Volatility is a big concern for most people when it comes to cryptocurrencies. They want stability.
People want to be able to use crypto coins to buy their dream house or go on their next vacation. They also want to be confident enough to use these digital assets as a store of value.
This is where stable coins come in.
A stable coin is a type of cryptocurrency that is pegged to another store of value like gold, fiat currency like EUR and USD or another cryptocurrency that possesses a stable value to make it stable. This is done to combat its volatility.
When the value of a currency is more stable, the currency can be used for normal day-to-day transactions. People could be paid for their work in cryptocurrency and can enjoy stability while carrying out transactions with it.
Based on what they are pegged to, stable coins can be grouped into three major types.
These types of cryptocurrencies are backed by fiat currency to combat volatility.

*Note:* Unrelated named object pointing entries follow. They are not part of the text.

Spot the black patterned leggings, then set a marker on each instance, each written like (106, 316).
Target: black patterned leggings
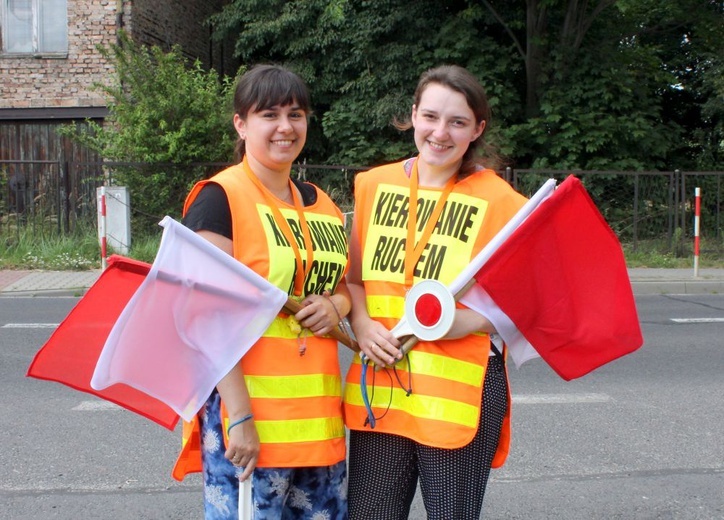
(384, 468)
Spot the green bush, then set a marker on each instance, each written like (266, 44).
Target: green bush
(164, 110)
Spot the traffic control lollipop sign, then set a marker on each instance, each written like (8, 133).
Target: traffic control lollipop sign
(429, 312)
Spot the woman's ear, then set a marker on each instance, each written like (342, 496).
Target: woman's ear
(240, 126)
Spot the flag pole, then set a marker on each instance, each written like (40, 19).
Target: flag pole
(245, 503)
(293, 307)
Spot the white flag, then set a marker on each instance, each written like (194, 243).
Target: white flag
(193, 318)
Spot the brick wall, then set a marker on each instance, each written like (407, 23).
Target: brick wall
(48, 83)
(168, 22)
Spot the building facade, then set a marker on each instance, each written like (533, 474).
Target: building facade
(49, 62)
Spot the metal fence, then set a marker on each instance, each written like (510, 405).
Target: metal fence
(47, 197)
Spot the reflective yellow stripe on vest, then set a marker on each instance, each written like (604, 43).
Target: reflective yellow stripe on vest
(379, 306)
(300, 430)
(422, 406)
(278, 387)
(280, 328)
(444, 367)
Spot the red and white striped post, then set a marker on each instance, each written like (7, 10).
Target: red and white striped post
(102, 227)
(697, 215)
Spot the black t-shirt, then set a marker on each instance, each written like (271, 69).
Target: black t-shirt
(210, 210)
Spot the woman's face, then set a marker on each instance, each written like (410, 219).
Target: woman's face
(274, 137)
(444, 127)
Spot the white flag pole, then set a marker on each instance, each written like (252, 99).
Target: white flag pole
(245, 504)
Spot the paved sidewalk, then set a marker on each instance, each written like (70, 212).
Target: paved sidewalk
(643, 281)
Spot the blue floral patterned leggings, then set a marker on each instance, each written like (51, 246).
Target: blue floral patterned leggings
(316, 493)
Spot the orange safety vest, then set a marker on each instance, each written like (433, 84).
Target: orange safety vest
(295, 399)
(445, 377)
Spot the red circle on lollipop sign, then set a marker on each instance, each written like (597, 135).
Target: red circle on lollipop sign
(429, 310)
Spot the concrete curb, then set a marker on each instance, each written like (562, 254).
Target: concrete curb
(76, 283)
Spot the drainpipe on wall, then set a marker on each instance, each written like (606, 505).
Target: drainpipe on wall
(119, 19)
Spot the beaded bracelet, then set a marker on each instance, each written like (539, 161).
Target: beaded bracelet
(236, 423)
(329, 297)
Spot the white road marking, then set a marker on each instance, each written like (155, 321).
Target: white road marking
(561, 398)
(30, 326)
(96, 406)
(697, 320)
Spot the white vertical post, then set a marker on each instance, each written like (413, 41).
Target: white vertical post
(102, 227)
(697, 215)
(245, 505)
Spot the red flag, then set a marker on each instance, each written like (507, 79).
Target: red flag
(561, 279)
(70, 355)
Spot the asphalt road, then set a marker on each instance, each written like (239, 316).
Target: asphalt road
(639, 438)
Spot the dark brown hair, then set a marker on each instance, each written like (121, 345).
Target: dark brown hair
(266, 86)
(460, 80)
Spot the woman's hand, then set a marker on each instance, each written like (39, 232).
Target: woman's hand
(376, 342)
(243, 447)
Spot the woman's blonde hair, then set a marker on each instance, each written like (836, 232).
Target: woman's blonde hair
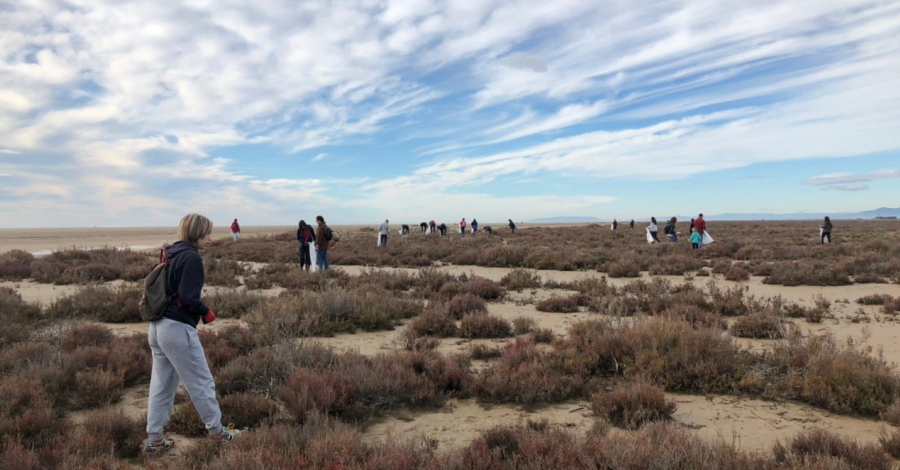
(193, 227)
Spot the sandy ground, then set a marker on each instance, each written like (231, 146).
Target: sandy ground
(749, 424)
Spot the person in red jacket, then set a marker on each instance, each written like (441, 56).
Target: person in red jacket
(700, 225)
(235, 230)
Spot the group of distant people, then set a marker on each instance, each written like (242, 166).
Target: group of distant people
(384, 230)
(697, 229)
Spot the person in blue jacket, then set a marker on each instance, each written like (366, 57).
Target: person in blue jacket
(175, 345)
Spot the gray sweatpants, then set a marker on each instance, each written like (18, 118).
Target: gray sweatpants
(178, 354)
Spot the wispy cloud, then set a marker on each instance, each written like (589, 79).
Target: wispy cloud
(850, 181)
(109, 108)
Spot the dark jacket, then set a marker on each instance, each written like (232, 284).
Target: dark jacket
(305, 237)
(321, 241)
(185, 276)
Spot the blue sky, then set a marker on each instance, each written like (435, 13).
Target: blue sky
(116, 113)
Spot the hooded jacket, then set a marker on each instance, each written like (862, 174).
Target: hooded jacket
(185, 277)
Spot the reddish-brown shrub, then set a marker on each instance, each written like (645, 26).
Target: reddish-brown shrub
(737, 273)
(432, 323)
(521, 278)
(111, 429)
(523, 325)
(484, 326)
(462, 305)
(757, 325)
(633, 405)
(818, 443)
(559, 304)
(247, 410)
(477, 286)
(15, 265)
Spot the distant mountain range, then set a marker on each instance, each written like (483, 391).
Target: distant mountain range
(880, 212)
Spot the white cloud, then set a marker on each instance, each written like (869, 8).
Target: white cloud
(846, 178)
(110, 100)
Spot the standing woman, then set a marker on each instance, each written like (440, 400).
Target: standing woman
(826, 230)
(304, 238)
(670, 230)
(175, 345)
(653, 229)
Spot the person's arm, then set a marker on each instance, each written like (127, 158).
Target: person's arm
(190, 286)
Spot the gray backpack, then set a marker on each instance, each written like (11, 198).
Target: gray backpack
(154, 301)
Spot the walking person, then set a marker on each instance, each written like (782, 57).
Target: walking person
(383, 232)
(175, 345)
(653, 230)
(305, 236)
(323, 240)
(235, 230)
(670, 230)
(825, 230)
(696, 239)
(700, 225)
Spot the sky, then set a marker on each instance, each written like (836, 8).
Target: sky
(134, 113)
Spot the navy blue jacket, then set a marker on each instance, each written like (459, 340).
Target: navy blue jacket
(185, 276)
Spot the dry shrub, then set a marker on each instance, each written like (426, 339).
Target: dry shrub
(20, 318)
(521, 278)
(634, 405)
(484, 326)
(331, 311)
(542, 335)
(96, 388)
(758, 325)
(432, 323)
(100, 303)
(461, 305)
(360, 387)
(524, 374)
(523, 325)
(233, 303)
(842, 379)
(484, 352)
(186, 420)
(623, 269)
(818, 444)
(737, 273)
(874, 299)
(695, 315)
(264, 370)
(247, 410)
(891, 415)
(477, 286)
(558, 304)
(808, 273)
(220, 272)
(15, 265)
(107, 430)
(26, 412)
(891, 442)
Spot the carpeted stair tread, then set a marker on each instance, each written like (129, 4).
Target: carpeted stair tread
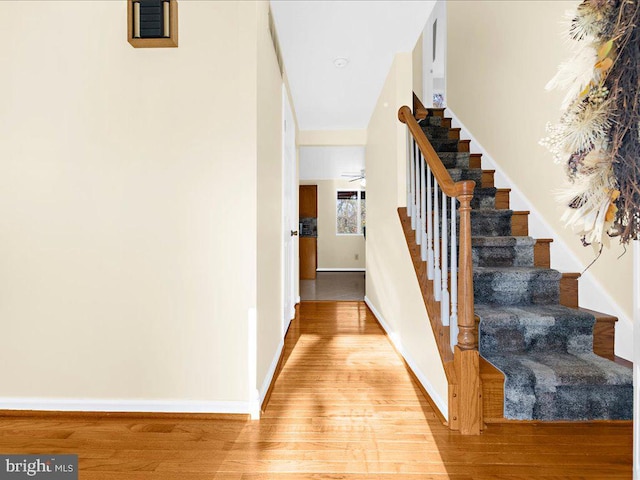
(484, 198)
(528, 328)
(455, 159)
(544, 349)
(487, 222)
(557, 386)
(444, 145)
(431, 120)
(551, 372)
(502, 251)
(519, 285)
(507, 241)
(458, 174)
(435, 132)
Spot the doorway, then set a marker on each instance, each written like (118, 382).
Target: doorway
(289, 214)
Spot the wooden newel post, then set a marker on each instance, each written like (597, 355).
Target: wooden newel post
(467, 337)
(466, 357)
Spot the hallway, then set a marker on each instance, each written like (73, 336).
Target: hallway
(343, 407)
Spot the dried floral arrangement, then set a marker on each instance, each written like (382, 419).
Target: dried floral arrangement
(598, 134)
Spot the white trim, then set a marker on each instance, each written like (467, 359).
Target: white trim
(134, 406)
(252, 362)
(340, 270)
(271, 372)
(592, 294)
(422, 378)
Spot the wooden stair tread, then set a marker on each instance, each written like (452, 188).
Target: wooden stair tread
(602, 317)
(489, 372)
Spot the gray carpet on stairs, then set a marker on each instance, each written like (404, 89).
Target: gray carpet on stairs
(544, 349)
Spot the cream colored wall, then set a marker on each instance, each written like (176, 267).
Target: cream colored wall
(391, 285)
(335, 251)
(500, 56)
(270, 225)
(331, 137)
(127, 204)
(417, 68)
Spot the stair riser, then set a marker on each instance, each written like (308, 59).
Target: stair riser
(515, 256)
(445, 145)
(458, 174)
(454, 159)
(483, 201)
(513, 289)
(436, 132)
(487, 225)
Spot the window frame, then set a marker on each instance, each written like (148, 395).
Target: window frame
(359, 192)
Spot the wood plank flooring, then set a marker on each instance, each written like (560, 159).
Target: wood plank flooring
(343, 407)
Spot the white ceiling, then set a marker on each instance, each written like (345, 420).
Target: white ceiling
(369, 33)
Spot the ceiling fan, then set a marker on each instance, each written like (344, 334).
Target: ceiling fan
(355, 176)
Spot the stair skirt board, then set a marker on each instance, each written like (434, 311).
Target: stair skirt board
(544, 349)
(551, 373)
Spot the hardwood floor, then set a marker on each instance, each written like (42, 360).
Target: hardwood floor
(343, 407)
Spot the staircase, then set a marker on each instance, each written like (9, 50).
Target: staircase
(541, 357)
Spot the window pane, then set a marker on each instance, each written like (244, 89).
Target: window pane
(348, 202)
(347, 215)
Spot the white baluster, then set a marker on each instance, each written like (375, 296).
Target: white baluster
(408, 180)
(423, 210)
(453, 322)
(437, 279)
(430, 181)
(412, 207)
(444, 299)
(417, 157)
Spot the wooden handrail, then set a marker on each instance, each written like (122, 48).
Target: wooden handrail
(465, 409)
(450, 188)
(463, 191)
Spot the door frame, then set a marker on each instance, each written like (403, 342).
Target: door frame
(636, 359)
(290, 263)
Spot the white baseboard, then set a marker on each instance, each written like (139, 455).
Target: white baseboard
(271, 372)
(134, 406)
(340, 269)
(592, 295)
(422, 378)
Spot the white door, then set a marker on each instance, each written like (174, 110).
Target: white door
(290, 211)
(433, 56)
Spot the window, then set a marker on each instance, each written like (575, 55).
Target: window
(350, 212)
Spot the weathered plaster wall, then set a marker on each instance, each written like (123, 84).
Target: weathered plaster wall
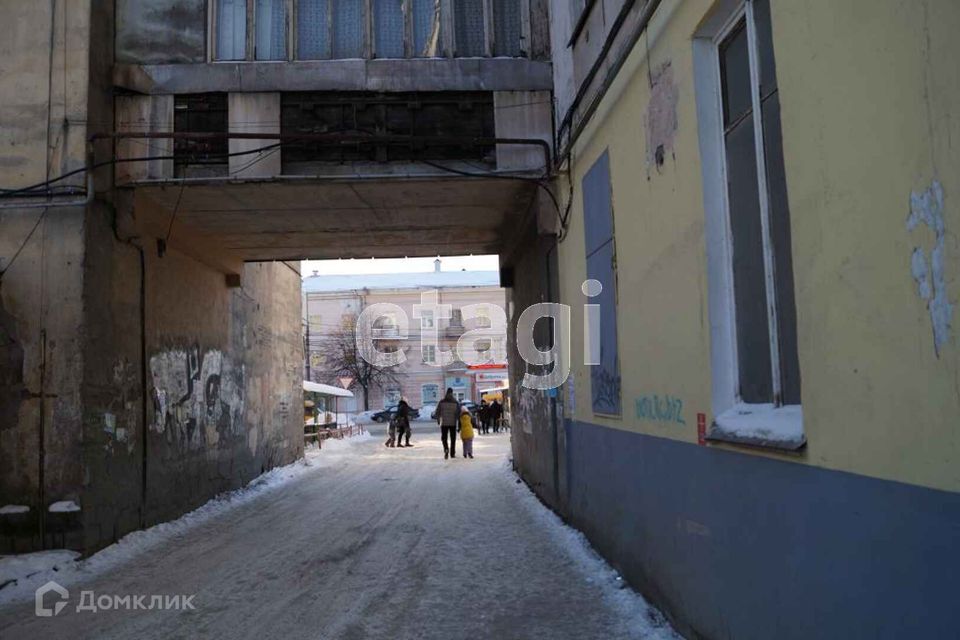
(44, 58)
(43, 72)
(878, 356)
(224, 378)
(221, 376)
(537, 437)
(161, 31)
(41, 302)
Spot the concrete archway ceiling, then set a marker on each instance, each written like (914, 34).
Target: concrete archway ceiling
(343, 219)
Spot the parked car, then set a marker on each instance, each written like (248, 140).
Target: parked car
(472, 406)
(389, 412)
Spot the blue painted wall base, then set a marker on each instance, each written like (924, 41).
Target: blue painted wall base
(739, 546)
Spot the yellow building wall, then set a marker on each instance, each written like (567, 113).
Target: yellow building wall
(869, 92)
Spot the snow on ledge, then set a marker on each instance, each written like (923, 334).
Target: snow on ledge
(762, 425)
(64, 506)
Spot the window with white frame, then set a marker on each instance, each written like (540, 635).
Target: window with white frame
(755, 360)
(430, 394)
(343, 29)
(483, 317)
(231, 29)
(391, 397)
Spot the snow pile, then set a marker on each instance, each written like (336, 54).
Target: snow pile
(14, 568)
(762, 422)
(66, 506)
(13, 508)
(21, 575)
(647, 621)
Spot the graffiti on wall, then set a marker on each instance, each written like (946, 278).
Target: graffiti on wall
(665, 409)
(197, 397)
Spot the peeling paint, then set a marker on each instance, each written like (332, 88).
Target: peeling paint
(661, 117)
(927, 208)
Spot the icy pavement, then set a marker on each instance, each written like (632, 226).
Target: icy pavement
(361, 542)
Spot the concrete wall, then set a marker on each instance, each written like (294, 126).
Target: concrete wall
(728, 539)
(537, 441)
(161, 31)
(220, 380)
(41, 308)
(44, 69)
(90, 327)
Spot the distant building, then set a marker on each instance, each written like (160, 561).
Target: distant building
(331, 303)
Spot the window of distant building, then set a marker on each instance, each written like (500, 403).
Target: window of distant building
(391, 397)
(430, 394)
(755, 362)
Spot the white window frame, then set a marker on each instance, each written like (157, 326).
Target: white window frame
(423, 395)
(728, 407)
(250, 54)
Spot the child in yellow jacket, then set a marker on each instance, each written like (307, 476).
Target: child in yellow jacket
(466, 432)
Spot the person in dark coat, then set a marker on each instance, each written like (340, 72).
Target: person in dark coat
(484, 414)
(496, 411)
(448, 417)
(403, 423)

Some examples of stable coins that fall under this category are Tether and TrueUSD (TUSD).
These types of stable coins are backed by other cryptocurrencies. Examples of Stablecoins that fall under this category are MarkDAO and Havven.
Through the Seigniorage shares system, these stable coins aim to stabilise their value. The seigniorage system is simply the difference between the value of money and how much it costs to print the money. Cryptocurrency projects that fall under this category are Basis, CarbonUSD, Kowala and Fragments.
In a nutshell, even though stable coins do not fall under the most important cryptocurrencies in the market today, they still play an important role. Asides bridging the gap of stability, they also set the pace for the longterm stability and usability potential of other cryptocurrency types.